I was afraid this book would go down the path of so many other historical novels where the tone tends to be preachy or worse white-washed. This novel, thankfully, is none of that. This is the story of Paul Logan, a son of a former slave and white man.
This story isn't simply about life after the Civil War and the racial conflicts that arose. This is Paul Logan's story and the many challenges he faced in order to gain personal achievement. Taylor did a wonderful job of weaving in historical accuracy with compassion and grace. There are times you will cringe when you read about how Caucasians treated all minorities in general, be they biracial or otherwise. There are racial slurs, but like the author explained, within its context, the words were needed to preserve what truly was a horrifying time in American history.

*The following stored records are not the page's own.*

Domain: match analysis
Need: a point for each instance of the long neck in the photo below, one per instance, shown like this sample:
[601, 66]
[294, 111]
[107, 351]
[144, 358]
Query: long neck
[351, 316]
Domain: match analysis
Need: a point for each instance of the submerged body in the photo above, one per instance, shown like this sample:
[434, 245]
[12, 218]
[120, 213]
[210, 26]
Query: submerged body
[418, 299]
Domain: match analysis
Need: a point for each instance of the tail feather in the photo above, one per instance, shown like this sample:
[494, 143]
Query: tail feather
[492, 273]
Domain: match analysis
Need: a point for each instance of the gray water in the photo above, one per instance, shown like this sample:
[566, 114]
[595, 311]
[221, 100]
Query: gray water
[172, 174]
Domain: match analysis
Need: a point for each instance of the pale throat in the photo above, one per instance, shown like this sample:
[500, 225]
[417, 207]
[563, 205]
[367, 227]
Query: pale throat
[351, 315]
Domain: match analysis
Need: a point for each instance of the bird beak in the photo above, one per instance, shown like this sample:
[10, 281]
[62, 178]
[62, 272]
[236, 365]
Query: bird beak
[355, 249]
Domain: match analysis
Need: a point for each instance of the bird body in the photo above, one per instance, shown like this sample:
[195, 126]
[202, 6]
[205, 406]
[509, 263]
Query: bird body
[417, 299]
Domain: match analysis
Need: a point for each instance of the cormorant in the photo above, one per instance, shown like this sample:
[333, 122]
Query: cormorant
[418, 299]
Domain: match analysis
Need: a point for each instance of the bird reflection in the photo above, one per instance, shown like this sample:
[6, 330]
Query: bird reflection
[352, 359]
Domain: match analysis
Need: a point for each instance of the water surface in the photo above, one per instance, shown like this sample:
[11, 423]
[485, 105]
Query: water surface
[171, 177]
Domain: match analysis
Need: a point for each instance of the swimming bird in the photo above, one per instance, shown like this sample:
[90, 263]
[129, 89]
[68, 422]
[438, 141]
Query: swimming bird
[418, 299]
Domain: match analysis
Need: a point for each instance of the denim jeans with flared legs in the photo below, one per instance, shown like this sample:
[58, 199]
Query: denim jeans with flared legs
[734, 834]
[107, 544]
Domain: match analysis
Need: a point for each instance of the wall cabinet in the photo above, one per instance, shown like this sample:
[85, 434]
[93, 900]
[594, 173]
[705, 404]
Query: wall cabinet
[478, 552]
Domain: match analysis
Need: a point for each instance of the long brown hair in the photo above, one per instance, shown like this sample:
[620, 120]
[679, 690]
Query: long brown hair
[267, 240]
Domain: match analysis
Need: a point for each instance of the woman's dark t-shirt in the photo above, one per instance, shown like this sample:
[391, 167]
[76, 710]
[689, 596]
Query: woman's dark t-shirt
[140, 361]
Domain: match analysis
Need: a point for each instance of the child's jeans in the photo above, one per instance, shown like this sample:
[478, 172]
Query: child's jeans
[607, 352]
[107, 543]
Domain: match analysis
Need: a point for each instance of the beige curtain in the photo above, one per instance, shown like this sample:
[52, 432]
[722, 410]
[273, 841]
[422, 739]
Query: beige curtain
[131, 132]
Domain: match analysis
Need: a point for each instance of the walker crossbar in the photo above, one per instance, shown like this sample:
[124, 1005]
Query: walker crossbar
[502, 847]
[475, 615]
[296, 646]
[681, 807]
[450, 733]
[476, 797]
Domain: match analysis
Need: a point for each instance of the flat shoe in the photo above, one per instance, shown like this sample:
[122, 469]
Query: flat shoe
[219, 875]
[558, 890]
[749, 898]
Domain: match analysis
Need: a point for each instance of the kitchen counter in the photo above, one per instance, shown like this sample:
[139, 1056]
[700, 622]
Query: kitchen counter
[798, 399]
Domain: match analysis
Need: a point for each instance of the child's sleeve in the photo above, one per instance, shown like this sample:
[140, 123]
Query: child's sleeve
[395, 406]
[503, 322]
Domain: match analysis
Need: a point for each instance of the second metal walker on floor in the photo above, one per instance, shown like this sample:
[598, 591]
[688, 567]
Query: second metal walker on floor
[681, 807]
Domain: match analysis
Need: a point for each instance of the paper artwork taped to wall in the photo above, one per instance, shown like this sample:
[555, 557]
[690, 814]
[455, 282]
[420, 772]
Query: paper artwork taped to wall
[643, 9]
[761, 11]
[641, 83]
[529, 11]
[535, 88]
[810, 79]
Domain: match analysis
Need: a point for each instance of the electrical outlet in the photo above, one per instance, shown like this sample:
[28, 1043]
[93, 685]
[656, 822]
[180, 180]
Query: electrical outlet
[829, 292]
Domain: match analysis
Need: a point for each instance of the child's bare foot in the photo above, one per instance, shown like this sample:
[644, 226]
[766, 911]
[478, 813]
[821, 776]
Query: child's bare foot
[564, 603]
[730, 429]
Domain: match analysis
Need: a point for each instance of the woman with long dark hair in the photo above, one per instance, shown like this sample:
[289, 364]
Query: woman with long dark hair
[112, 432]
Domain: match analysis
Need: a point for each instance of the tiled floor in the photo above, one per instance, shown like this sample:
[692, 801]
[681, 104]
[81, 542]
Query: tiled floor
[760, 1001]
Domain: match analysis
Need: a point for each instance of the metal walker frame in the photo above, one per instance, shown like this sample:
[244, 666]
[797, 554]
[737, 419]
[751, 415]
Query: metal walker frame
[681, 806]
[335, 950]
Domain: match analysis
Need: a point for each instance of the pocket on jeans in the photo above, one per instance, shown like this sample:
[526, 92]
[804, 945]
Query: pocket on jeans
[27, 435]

Paul Logan's story begins from the time he is a boy and is bullied by a young black boy named Mitchell, who would later on become a dear friend. There are terrible lessons to be learned about what it meant to be black and the obstacles and lack of opportunities they faced. Taylor does not downplay the random violence that many black people faced and the racial injustices they faced collectively.
Once Paul Logan becomes an adult you are pained to learn that he has learned not to trust white men and not to become beholden to them even if they offer their help. It's a horrible lesson he had to learn, with a bittersweet background that led him to that particular personal philosophy.
There is romance in the book, though sweet and short.
Paul Logan's journey was transformational; the challenges he went through in order to achieve his goal, land in this instance, made the overall reading experience enjoyable and the ending was absolutely perfect. It was not a sugary sweet "happily ever after," and once you learn how much Taylor extracted from her family history to write this novel the characters and story become that much more alive and powerful.